I sent for the Curator and, while waiting for his coming, washed my face and hands, tried to comb the dust from my hair, and drank a bowl of white wine. Before I left Moguntiacum I had dictated letters to Honorius, to the Dux Beligicae, to Chariobaudes, and to the Praefectus Praetorio in his palace at Arelate, so far away, so warm and so safe. Now I dispatched them by the imperial post under seals of urgency. My orderly had just returned to report that they had gone off safely when Artorius arrived.
He saluted me politely, but did not smile. He was a man I could not understand. Once I had tried to. Now I no longer cared. “Sit down,” I said. “I want a talk with you.”

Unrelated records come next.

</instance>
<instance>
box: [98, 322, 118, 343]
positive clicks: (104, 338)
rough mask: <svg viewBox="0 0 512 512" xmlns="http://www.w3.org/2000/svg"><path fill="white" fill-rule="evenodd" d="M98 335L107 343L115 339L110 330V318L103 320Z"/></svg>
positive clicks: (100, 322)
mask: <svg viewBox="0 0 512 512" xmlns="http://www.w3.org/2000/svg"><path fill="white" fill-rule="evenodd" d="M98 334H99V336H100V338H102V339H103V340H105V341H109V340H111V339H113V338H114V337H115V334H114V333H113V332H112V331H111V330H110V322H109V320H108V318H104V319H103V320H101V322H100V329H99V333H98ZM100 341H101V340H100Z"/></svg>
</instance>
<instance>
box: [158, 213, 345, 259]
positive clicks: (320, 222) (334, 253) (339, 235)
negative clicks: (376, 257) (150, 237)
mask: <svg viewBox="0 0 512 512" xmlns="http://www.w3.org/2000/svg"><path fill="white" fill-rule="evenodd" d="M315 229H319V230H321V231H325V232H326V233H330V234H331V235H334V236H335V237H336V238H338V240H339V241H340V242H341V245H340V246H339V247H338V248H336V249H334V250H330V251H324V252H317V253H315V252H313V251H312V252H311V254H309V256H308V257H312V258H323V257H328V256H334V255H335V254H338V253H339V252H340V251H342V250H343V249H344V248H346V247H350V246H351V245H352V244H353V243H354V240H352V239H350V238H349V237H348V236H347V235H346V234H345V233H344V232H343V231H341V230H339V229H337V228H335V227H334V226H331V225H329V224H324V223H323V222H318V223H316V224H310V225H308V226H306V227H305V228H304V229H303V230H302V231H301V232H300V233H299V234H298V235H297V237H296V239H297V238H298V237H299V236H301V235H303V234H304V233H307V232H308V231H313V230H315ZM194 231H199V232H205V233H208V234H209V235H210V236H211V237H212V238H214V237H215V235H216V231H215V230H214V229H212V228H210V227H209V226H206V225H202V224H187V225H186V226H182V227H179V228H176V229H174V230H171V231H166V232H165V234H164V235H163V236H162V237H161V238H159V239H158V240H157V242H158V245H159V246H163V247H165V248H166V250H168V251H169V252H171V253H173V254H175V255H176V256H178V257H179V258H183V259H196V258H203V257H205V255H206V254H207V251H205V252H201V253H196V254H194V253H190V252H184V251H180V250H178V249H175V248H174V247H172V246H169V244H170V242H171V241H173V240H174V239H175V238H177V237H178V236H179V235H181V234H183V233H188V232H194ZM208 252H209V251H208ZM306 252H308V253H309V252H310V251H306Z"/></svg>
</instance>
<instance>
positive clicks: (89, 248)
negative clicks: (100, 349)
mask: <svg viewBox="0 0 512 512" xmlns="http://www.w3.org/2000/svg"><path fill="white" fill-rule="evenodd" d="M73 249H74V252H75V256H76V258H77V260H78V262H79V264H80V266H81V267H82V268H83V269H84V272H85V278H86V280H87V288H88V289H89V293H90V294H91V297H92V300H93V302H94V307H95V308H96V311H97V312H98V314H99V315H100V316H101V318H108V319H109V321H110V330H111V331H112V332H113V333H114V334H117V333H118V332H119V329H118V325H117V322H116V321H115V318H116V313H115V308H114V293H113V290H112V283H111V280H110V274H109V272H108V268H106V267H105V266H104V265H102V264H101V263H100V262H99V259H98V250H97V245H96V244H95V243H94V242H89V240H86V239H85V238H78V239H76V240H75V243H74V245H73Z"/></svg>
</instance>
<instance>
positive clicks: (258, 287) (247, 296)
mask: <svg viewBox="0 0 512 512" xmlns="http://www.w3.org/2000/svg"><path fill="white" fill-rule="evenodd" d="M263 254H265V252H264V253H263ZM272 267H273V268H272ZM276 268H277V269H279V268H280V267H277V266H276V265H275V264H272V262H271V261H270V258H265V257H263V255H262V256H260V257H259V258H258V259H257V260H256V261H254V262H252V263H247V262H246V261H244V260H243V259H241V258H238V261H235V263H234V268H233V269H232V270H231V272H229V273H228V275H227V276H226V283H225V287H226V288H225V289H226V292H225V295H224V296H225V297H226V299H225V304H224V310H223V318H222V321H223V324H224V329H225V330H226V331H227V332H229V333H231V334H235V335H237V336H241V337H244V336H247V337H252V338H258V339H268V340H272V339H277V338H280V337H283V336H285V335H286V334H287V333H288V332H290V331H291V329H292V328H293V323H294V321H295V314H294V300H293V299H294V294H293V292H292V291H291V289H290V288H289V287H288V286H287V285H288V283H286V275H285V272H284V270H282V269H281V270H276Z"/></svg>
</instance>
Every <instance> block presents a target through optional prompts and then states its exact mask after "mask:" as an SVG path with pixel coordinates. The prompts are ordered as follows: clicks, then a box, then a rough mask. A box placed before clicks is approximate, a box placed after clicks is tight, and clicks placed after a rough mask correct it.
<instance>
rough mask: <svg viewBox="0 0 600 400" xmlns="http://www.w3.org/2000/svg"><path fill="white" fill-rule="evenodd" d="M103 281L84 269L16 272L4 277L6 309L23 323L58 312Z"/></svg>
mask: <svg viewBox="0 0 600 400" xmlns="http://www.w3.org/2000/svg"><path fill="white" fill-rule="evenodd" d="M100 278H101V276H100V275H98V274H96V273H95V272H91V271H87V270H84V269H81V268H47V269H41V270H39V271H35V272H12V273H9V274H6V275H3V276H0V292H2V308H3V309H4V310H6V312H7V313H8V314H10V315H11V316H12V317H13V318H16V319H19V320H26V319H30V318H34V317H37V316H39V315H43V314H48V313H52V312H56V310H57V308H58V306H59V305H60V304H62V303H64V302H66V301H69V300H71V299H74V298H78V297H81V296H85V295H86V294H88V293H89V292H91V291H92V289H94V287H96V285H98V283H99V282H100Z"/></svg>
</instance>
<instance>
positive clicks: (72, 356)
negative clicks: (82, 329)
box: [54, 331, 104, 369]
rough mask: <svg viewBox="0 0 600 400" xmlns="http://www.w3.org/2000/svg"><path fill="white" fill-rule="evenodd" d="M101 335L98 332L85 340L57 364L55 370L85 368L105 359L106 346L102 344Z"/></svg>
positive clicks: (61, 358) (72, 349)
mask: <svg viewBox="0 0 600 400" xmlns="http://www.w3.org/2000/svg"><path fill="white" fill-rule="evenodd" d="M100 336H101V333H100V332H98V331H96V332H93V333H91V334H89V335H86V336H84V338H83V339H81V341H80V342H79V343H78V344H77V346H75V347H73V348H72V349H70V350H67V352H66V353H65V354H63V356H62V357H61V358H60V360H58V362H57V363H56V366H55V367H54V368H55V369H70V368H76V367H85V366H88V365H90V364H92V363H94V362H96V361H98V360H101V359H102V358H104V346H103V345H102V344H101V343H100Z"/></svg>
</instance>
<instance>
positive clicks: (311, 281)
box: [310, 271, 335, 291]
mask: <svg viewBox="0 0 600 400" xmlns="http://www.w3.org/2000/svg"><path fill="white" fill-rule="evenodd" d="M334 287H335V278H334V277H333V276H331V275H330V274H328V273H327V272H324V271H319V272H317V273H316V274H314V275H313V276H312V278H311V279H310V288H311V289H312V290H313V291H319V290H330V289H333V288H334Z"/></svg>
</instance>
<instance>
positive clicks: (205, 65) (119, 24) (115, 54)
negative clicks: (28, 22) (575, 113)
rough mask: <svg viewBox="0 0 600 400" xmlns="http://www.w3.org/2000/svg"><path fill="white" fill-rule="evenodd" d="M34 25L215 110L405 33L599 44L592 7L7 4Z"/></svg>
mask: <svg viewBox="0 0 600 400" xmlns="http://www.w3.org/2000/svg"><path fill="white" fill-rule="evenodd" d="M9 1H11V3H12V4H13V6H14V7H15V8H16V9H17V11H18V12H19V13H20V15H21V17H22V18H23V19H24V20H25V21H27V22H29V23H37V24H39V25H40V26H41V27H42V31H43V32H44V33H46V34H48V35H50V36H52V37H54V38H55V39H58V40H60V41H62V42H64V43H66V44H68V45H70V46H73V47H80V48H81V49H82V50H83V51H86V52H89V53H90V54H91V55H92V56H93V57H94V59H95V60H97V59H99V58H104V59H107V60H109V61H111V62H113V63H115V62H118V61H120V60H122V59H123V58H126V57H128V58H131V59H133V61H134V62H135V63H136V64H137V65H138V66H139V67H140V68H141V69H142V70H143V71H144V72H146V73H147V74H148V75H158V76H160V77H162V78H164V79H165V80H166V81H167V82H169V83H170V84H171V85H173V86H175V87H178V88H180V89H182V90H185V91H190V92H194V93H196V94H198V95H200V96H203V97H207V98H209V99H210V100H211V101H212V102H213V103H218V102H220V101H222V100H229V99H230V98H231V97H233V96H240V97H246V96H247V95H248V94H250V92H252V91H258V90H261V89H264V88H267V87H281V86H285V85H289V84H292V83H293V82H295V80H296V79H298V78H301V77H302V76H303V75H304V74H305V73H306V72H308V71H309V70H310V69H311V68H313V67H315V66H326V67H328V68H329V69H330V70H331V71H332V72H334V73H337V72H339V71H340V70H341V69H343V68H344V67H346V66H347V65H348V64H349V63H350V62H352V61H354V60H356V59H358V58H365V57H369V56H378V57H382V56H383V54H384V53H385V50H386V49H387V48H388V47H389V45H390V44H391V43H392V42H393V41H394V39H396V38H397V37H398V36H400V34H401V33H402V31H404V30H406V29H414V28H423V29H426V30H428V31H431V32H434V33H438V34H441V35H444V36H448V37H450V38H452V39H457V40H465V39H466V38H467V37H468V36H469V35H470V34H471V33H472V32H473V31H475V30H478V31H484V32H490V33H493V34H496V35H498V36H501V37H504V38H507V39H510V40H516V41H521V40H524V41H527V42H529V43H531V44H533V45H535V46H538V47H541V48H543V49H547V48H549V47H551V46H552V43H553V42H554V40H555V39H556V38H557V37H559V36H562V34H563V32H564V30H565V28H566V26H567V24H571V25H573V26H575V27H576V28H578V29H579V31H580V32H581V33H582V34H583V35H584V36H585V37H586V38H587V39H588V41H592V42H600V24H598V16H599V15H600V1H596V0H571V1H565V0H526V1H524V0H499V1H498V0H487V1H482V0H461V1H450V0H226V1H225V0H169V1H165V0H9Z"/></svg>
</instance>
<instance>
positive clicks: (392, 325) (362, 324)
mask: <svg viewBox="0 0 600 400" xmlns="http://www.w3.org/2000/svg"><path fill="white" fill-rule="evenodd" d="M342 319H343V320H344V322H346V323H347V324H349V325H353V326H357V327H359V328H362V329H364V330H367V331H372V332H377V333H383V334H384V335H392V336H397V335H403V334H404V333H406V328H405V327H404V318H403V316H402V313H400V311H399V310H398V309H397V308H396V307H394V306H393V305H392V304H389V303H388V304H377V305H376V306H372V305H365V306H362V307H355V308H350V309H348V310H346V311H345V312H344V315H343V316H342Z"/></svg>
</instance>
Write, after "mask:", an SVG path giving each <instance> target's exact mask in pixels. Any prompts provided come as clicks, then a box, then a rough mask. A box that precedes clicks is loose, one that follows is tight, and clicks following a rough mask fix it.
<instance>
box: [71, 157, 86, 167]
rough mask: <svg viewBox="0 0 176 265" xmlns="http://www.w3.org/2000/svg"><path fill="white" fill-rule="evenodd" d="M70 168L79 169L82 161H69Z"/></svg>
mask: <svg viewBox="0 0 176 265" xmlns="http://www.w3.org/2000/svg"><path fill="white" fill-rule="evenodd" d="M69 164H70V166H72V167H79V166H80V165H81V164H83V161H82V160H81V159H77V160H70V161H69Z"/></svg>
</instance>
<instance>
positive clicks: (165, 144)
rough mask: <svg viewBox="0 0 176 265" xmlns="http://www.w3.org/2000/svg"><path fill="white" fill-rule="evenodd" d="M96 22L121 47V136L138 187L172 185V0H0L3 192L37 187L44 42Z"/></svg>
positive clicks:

He inclined his head. “I am at your service.” He paused and added, “I also have things to say, general.”
“You had my letter about the inadequacy of supplies?”
“Yes.”
“Well?”
He said, “You have made grave charges of incompetence, laziness, and even”—he hesitated—“of corruption.”
“Yes, I have.”
“I hope for your sake, general, they can be substantiated.”
I raised my head. I said, “It is a matter of indifference to me whether they can be or not. I am not a lawyer, concerned with abstracts like justice and fees; I am a practical man. I want these things corrected. I only want my stores.”
He said, “But I shall have to report the matter to both the governor and the Praefectus Praetorio.”
“Go ahead, just so long as you see that things are improved from now on.”
He said primly, “They are not my concern. It is all the business of the governor.”
“I made it your responsibility.”
“I am responsible to the city council and to the Praefectus, general—not to you.”